Going through this process makes one thing clear: we are no longer in an era where mastery of a single functional field guarantees stability. The ability to use AI tools proficiently, read data and trends, and sensitively understand human psychological responses has become the real competitive edge. The "stable professions" we have long revered—doctors, lawyers, and accountants—are also now within the sphere of influence of automation and artificial intelligence. How one reorganizes, connects, and delivers knowledge has become more important than the knowledge itself.


So, I sometimes think: perhaps the children who dreamed of being YouTubers were actually the most realistic of us all. They didn't just want to be famous; they were dreaming of becoming their own brand, creating their own content, and finding ways to connect directly with the world.


There is a saying: "To be successful, you must pursue a job your parents don't know." While it may sound provocative, it contains a vital insight. Opportunities have always opened up in new territories, and the leaders of the next generation have often emerged from fields unfamiliar to the previous one.


Just because a child's dream is unfamiliar, we should not take it lightly or draw boundaries in advance.
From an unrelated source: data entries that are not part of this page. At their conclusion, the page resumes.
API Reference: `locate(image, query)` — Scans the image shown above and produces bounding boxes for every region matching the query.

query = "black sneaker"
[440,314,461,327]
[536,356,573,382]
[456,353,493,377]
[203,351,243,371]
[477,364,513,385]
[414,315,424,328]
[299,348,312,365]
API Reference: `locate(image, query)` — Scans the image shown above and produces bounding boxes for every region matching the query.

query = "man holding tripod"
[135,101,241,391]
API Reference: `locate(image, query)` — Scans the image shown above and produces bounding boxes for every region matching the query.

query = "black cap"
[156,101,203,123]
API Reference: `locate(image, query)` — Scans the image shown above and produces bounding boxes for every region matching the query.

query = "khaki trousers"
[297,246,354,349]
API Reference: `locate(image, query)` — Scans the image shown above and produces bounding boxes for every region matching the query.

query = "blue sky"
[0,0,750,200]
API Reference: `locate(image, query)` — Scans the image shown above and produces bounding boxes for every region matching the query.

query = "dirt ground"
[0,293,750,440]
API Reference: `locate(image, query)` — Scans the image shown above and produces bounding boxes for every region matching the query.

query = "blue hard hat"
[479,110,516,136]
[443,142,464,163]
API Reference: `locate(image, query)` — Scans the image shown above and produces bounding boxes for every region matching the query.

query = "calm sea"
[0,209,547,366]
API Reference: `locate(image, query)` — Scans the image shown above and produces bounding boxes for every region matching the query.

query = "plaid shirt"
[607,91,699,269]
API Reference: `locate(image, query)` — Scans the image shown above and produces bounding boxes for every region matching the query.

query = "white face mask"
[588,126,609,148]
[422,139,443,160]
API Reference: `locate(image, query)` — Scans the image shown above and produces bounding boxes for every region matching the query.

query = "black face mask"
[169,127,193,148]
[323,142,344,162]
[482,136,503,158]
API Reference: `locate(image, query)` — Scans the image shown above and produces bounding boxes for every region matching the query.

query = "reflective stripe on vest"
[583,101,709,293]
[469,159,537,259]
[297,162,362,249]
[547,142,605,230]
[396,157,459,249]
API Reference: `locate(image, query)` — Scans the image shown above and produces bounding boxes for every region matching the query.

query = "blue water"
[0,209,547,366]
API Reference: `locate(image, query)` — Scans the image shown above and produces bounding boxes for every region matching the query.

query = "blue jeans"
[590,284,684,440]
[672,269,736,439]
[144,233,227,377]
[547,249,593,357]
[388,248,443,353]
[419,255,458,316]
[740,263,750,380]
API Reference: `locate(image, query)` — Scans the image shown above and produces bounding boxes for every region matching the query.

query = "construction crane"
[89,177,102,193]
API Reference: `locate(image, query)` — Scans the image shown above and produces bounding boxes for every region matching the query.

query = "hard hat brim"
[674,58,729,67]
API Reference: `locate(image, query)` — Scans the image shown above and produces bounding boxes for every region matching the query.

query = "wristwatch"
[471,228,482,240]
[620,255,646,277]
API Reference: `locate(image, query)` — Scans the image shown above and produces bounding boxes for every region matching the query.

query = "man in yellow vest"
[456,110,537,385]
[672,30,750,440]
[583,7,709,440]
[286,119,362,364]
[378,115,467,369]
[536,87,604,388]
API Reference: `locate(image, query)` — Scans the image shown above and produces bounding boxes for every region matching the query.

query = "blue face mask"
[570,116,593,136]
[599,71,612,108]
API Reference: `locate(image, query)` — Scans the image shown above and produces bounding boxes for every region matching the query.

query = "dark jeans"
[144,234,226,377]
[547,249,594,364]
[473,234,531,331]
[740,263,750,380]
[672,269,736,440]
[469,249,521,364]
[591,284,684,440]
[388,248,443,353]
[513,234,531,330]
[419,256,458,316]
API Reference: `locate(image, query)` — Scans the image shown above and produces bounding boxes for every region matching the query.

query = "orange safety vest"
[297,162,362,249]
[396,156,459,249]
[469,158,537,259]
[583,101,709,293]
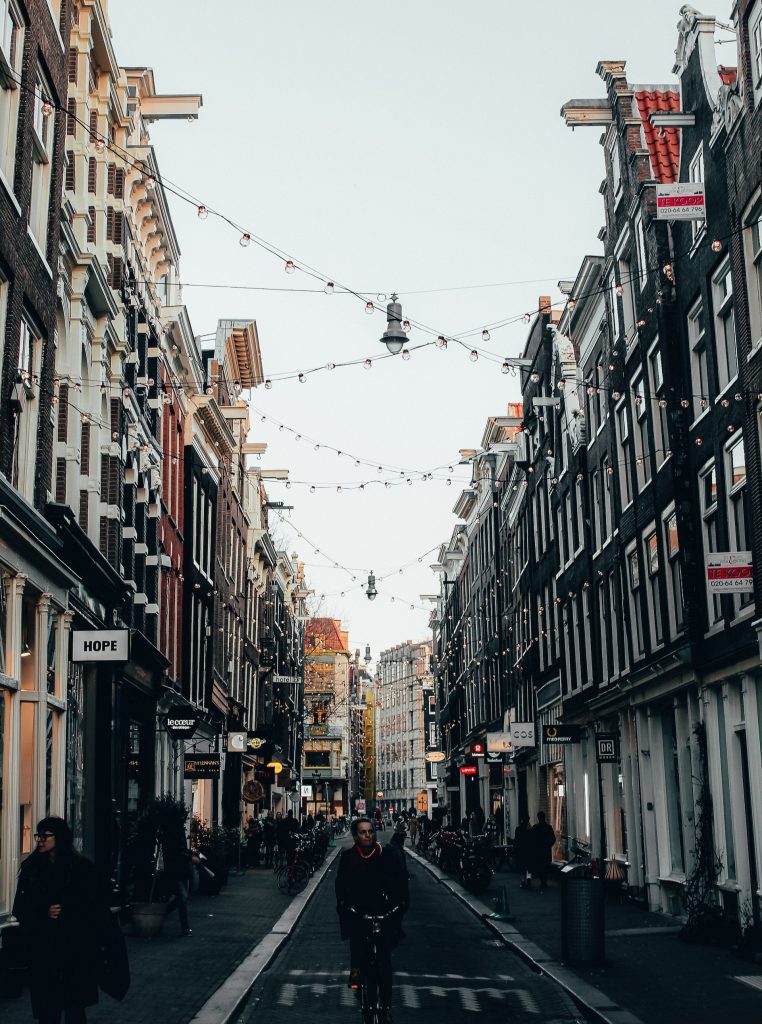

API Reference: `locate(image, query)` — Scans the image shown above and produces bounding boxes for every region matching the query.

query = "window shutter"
[111,256,123,291]
[57,384,69,441]
[100,455,109,505]
[79,490,90,530]
[55,459,67,505]
[111,398,122,434]
[64,151,77,191]
[80,422,90,476]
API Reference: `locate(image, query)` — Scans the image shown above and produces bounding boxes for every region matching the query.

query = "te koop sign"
[72,630,130,662]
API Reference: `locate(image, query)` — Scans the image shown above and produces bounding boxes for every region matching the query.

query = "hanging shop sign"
[183,754,219,778]
[511,722,537,746]
[227,732,249,754]
[72,630,130,662]
[595,732,620,765]
[164,708,199,739]
[272,675,299,686]
[707,551,754,594]
[543,725,582,743]
[246,778,264,804]
[424,751,447,765]
[486,732,511,754]
[657,181,707,220]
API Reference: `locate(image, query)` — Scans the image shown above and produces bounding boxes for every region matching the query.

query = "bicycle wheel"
[288,860,309,895]
[276,864,289,893]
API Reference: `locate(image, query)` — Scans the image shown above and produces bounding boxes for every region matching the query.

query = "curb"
[191,844,343,1024]
[405,847,643,1024]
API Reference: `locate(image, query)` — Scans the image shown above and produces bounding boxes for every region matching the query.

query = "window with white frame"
[0,0,24,187]
[635,210,648,291]
[748,0,762,104]
[688,143,706,242]
[648,339,670,468]
[699,459,722,629]
[627,544,645,660]
[29,70,55,253]
[687,299,712,419]
[608,273,624,341]
[616,398,632,511]
[664,506,685,637]
[617,259,637,345]
[712,258,738,391]
[607,131,622,200]
[600,456,613,547]
[725,435,754,613]
[643,529,664,646]
[590,469,603,551]
[630,375,650,490]
[12,314,42,502]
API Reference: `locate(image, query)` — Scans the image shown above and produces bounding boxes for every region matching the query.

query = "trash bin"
[561,864,606,964]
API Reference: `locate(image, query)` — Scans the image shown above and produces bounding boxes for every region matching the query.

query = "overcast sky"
[110,0,734,655]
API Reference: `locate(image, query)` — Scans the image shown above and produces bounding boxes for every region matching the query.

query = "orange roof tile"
[635,89,680,185]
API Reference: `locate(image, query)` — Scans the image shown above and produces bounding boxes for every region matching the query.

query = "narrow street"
[238,847,581,1024]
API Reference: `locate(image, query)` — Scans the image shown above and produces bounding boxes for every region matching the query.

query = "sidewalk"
[0,868,307,1024]
[407,850,762,1024]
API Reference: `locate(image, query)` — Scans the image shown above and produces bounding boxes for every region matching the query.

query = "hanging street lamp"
[378,294,408,358]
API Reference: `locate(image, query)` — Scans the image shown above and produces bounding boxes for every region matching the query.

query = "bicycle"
[347,906,401,1024]
[273,847,312,896]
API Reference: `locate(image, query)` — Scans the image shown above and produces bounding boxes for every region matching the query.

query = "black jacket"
[336,844,410,939]
[13,852,109,1017]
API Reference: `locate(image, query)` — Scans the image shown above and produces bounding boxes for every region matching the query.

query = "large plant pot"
[132,903,167,939]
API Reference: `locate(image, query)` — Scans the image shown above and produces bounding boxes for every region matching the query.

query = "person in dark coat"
[246,817,262,867]
[530,811,555,892]
[13,817,108,1024]
[513,814,532,889]
[159,821,193,936]
[262,811,277,867]
[336,817,410,1024]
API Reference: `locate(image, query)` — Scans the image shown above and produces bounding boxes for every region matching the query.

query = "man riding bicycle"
[336,817,410,1024]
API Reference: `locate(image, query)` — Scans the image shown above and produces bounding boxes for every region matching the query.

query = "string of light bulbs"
[25,61,745,380]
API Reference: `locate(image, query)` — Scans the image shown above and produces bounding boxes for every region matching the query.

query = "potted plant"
[129,794,188,938]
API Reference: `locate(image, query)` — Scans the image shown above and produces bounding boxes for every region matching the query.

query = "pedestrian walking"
[513,814,532,889]
[246,817,262,867]
[530,811,555,892]
[159,821,193,936]
[13,817,118,1024]
[262,811,278,867]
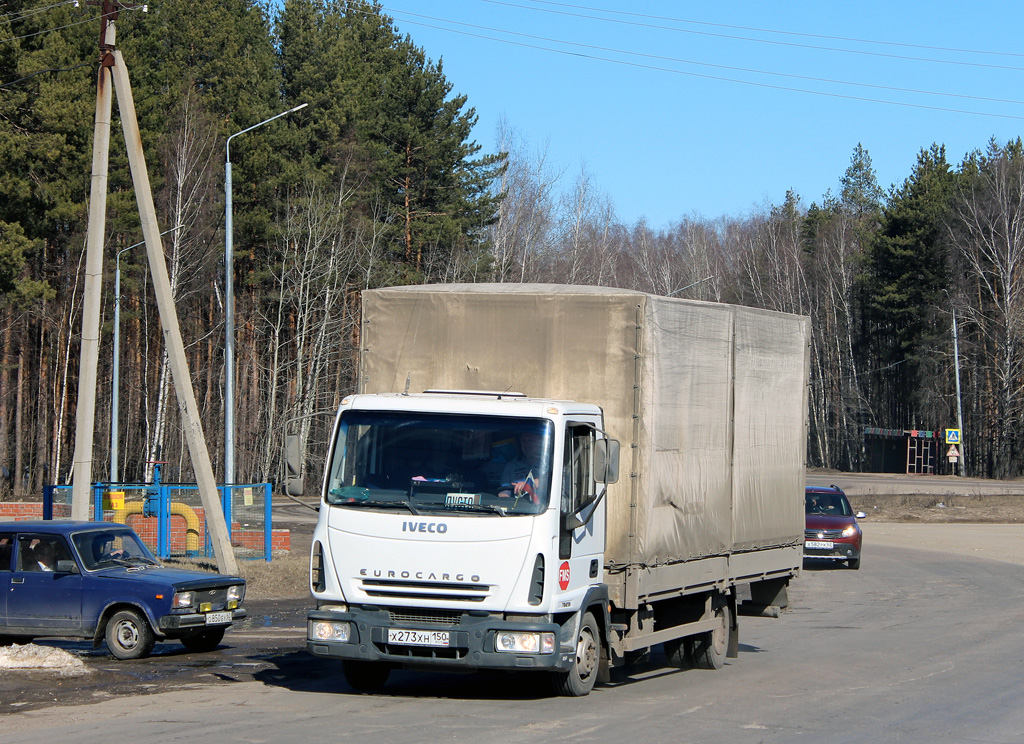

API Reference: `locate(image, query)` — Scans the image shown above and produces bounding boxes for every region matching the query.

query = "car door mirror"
[56,561,79,573]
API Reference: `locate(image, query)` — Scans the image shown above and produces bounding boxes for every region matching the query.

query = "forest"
[0,0,1024,498]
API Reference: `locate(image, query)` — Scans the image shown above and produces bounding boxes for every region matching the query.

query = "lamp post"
[952,307,967,476]
[224,103,309,486]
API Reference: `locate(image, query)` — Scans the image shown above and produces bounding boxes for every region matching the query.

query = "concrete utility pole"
[71,0,117,520]
[72,0,238,573]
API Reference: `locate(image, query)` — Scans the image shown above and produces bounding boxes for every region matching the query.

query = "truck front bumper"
[306,607,575,671]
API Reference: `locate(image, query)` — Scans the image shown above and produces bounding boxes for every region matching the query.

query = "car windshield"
[327,410,554,517]
[804,492,853,517]
[71,527,159,571]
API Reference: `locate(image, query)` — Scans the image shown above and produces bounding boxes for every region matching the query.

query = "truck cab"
[307,391,618,695]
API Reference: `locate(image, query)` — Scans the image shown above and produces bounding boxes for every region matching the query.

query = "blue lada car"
[0,521,246,659]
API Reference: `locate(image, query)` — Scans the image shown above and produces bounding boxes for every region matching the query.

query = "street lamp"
[224,103,309,486]
[110,225,181,483]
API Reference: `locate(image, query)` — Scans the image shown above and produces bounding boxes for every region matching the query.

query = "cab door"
[558,420,606,592]
[7,534,82,636]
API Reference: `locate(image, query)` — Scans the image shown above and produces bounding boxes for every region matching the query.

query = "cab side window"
[0,532,14,571]
[558,425,596,559]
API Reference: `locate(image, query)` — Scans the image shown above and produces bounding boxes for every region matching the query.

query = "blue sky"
[382,0,1024,228]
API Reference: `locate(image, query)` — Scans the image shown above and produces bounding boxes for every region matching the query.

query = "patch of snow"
[0,644,92,676]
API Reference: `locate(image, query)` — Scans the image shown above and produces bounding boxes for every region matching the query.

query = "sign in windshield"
[327,410,554,516]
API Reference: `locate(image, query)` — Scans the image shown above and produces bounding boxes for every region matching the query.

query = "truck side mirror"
[594,439,618,483]
[283,434,306,496]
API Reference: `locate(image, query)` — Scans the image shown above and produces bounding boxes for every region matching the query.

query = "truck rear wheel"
[341,660,391,692]
[691,605,732,669]
[552,612,601,698]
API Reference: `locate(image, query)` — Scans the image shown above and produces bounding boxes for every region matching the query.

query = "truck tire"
[552,612,601,698]
[341,659,391,692]
[691,605,732,669]
[105,610,157,660]
[181,627,225,654]
[665,638,693,669]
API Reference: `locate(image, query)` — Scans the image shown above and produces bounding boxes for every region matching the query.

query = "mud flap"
[725,588,739,659]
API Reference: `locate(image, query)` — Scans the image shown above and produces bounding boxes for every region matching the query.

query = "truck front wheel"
[341,660,391,692]
[553,612,601,698]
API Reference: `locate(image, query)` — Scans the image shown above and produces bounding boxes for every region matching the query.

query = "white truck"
[306,285,809,696]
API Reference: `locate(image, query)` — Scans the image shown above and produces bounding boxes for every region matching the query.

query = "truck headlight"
[495,630,555,654]
[308,620,352,643]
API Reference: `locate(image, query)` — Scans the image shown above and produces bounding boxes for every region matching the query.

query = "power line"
[499,0,1024,57]
[2,0,75,23]
[479,0,1024,72]
[382,7,1024,105]
[382,10,1024,121]
[0,62,88,88]
[0,10,102,42]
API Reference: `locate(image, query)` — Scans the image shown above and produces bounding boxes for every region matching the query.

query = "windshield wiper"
[334,498,420,517]
[420,504,509,517]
If a child is deeply immersed in something—whether it is gaming, video production, coding, or dance—we must respect that process of immersion. Within that experience, problem-solving skills, self-expression, execution, and the resilience to endure failure grow. Whatever profession they choose in the future, those assets will undoubtedly be used.


The sparkling eyes of our children might not be a trend, but a signal. The future is already starting from their side. Our job is not to measure their potential, but to support them so they can experiment to their heart's content within a safe boundary.


Ultimately, no one knows what a child's dream will become. However, one thing is certain: the experience of digging deep into something they love will one day be reborn as that child's most powerful weapon.